Gesetzlich Versicherte ohne ernste Erkrankung suchen in Deutschland im Durchschnitt zwei Mal pro Quartal einen Arzt auf. Das hat eine Studie der Barmer/GEK ergeben. Barmer-Chefin Birgit Fischer forderte eine bessere Steuerung der ambulanten Versorgung. Dadurch könnten überflüssige Arztbesuche vermieden werden, sagte sie. Als gesund stuft die Kasse die Versicherten ein, die neben den Arztbesuchen weniger als 100 Euro pro Jahr an Kosten verursachen.

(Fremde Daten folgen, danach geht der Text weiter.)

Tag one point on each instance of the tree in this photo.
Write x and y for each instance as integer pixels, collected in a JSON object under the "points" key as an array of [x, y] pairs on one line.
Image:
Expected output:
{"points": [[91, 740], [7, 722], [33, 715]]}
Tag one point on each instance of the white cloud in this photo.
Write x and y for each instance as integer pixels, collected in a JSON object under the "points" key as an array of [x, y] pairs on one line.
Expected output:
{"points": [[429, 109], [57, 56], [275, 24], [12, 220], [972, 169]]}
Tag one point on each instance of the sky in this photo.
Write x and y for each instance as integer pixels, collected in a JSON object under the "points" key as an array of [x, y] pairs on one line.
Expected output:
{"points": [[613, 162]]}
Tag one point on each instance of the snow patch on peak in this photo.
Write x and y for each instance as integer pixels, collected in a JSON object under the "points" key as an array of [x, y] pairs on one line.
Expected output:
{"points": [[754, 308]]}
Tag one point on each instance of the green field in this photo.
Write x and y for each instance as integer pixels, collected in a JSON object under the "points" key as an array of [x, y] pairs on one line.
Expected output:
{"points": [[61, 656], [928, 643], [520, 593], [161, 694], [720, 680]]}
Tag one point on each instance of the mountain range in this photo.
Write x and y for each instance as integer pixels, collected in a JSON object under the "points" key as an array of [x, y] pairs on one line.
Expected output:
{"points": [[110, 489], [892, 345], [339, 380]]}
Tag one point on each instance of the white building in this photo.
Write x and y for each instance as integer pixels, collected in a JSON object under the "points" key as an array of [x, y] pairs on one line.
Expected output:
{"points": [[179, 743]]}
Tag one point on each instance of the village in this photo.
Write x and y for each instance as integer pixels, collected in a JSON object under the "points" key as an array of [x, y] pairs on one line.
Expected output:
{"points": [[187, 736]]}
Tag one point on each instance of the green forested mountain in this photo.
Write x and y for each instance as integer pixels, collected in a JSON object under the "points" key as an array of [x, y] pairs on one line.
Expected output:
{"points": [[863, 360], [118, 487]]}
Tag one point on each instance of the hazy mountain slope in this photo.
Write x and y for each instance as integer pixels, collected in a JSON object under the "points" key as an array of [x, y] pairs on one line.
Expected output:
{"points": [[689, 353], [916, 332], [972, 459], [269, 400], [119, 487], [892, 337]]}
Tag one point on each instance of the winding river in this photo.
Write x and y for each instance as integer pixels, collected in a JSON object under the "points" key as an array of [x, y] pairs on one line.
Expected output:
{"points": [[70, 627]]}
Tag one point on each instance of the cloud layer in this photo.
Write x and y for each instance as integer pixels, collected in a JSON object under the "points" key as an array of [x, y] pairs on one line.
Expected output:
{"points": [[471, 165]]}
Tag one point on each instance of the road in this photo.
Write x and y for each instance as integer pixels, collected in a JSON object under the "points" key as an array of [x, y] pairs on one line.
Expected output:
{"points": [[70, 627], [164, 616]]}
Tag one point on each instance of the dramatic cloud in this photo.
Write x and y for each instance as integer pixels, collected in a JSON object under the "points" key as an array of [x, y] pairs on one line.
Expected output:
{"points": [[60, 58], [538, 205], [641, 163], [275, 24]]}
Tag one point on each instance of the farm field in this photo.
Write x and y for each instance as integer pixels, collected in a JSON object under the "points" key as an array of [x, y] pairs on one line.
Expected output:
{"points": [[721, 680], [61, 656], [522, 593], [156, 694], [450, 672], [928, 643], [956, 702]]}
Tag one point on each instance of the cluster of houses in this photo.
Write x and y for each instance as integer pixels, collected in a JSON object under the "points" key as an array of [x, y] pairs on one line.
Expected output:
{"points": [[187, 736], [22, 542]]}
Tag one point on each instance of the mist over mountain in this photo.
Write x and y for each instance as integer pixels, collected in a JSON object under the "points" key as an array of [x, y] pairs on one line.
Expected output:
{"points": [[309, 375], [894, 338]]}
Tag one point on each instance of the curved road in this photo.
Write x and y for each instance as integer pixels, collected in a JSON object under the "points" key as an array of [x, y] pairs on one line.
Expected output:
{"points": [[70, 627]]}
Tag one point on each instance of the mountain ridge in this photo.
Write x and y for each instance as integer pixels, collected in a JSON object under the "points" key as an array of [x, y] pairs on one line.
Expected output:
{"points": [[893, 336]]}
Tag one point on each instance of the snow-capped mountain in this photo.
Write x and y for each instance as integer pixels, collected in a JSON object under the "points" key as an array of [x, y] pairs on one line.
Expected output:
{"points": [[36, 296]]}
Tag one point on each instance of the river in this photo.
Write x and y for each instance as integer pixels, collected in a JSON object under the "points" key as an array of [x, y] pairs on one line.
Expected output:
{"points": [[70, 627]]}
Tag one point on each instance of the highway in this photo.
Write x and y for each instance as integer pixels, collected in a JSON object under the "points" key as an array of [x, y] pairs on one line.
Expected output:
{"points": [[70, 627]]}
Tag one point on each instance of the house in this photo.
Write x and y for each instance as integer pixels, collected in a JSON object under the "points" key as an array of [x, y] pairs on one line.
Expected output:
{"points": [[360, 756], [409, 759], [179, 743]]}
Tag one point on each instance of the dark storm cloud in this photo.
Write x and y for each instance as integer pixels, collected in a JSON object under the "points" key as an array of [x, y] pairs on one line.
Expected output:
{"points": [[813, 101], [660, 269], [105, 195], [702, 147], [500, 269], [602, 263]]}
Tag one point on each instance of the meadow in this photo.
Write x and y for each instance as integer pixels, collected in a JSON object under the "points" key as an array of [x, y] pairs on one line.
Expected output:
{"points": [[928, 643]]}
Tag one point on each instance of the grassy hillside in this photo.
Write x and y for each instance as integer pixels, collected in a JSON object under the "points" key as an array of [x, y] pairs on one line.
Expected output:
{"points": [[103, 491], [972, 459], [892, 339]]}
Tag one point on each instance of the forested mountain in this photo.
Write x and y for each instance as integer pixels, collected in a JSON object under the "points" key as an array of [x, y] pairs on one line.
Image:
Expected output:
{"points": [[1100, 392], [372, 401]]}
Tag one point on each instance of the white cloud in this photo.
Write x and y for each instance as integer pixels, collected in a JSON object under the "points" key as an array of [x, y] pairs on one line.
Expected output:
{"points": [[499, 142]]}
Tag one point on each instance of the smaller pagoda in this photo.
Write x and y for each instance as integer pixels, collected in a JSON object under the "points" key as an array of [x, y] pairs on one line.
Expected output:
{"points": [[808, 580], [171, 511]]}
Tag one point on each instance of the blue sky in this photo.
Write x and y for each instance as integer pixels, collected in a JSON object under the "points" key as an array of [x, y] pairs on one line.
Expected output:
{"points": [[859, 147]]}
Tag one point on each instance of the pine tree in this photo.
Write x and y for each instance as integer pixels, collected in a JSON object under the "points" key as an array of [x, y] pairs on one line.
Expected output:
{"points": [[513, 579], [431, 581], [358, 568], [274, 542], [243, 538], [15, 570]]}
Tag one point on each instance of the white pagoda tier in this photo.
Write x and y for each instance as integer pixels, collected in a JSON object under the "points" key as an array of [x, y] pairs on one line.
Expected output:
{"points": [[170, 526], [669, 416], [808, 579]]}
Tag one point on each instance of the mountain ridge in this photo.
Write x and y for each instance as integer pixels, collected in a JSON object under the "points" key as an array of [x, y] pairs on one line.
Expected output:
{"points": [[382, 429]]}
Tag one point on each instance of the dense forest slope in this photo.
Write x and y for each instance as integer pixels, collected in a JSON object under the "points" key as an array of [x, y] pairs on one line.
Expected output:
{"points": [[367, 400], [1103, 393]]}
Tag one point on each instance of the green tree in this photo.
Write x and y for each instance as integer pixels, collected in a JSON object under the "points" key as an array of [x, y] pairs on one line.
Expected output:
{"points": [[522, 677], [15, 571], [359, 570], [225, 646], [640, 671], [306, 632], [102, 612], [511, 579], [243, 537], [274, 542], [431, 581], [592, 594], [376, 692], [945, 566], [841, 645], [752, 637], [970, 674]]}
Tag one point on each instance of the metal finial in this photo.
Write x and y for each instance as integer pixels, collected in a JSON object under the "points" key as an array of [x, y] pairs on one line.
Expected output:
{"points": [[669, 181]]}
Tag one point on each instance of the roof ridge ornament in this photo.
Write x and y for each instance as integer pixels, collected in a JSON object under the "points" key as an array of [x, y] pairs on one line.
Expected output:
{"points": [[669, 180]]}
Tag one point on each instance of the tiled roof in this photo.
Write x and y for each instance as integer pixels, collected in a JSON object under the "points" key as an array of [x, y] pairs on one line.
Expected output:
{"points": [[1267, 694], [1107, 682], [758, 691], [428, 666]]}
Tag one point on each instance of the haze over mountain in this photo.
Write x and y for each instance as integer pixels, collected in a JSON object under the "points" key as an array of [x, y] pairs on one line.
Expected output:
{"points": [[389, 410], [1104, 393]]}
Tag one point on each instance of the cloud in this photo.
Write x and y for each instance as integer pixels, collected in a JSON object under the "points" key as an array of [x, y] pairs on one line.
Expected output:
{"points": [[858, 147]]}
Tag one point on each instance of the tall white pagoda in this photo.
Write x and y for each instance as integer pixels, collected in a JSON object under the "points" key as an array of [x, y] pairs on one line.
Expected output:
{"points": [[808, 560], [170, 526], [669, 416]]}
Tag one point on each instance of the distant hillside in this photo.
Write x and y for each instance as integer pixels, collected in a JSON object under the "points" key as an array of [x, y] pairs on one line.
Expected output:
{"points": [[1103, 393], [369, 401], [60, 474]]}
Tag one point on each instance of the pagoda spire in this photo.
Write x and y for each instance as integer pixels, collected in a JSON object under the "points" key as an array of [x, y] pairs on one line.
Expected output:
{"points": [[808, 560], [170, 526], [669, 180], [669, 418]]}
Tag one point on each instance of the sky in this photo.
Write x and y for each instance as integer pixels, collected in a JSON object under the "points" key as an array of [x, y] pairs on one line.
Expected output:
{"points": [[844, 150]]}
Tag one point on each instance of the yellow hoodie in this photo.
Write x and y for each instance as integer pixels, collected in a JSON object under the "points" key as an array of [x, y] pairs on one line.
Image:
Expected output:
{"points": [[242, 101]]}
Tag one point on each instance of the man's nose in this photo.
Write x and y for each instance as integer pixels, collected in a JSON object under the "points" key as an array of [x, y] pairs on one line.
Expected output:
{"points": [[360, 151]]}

Die Deutschen sind im internationalen Vergleich Spitzenreiter in Sachen Arztbesuche. Jeder gesetzlich Versicherte geht im Durchschnitt 18 Mal pro Jahr zu einem niedergelassenen Mediziner. Die große Menge an Arztbesuchen entfallen auf Volkskrankheiten wie Herzinsuffizienz, Bluthochdruck und Depressionen. So geht ein Patient, der an Bluthochdruck leidet, im Durchschnitt 32  Mal im Jahr zum Arzt. Depressive suchen den Doktor 44 Mal im Jahr auf, bei Herzinsuffizienz-Patienten sind es 48 Arztkontakte. Die meisten Arztbesuche machen Dialyse-Patienten, die mehr als 200 Termine in der Praxis pro Jahr benötigen. Da schwere Nierenerkrankungen nicht verbreitet sind, tragen diese Patienten aber nur wenig zu den hohen Durchschnittswerten bei.